De negen BIS-gezelschappen plus dertien schouwburgen kondigden eerder deze maand aan op zoek te gaan naar een ‘Cultuurcurator diversiteit‘. De groep – ookwel bekend als het Noordwijk-overleg – wil daarmee de podiumkunsten sneller divers maken. Nan van Houte, secretaris generaal van IETM, schreef naar aanleiding van deze vacature een open brief aan de initiatiefnemers.

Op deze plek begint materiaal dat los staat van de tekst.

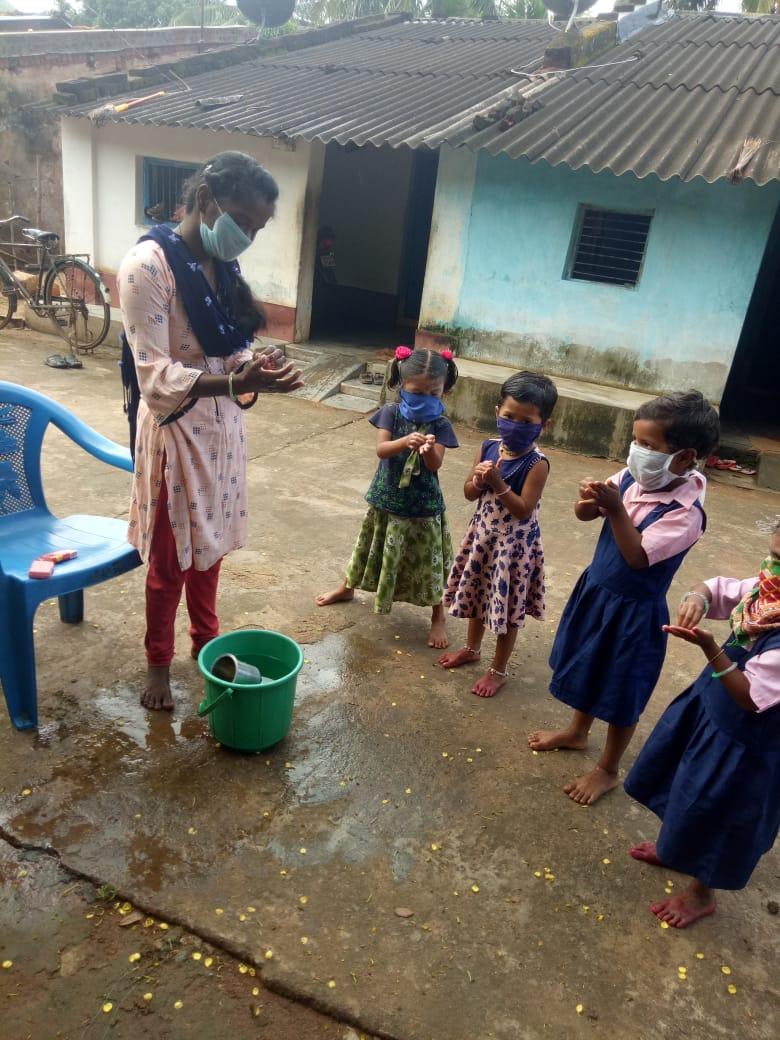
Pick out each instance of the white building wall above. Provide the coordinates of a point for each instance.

Beste deelnemers aan het Noordwijk overleg,

Een vacature voor een ‘cultuurcurator diversiteit’ bracht me op de hoogte van dit jaarlijks overleg tussen de 9 grootste theatergezelschappen en 13 stadsschouwburgen en standplaatstheaters. Ik lees erin dat tijdens de laatste bijeenkomt jullie ‘de handen ineen hebben geslagen om de integratie in de podiumkunsten te versnellen’. Dat doet deugd.

Ik leid sinds een aantal jaren een internationaal netwerk voor de podiumkunsten en tracht vanuit die positie bij te dragen aan een theatersector die niet alleen internationaal georiënteerd is, maar ook aantrekkelijk en toegankelijk voor iedere burger, ongeacht zijn of haar afkomst, fysieke gesteldheid, seksuele voorkeur of gender. Vandaar mijn speciale aandacht voor jullie initiatief.

Voor ik naar Brussel vertrok maakte ik me ook al enige decennia bezorgd over de trage voortgang van die integratie in de podiumkunsten, dus sta mij toe een duik te nemen in onze recente nationale historie op dit gebied.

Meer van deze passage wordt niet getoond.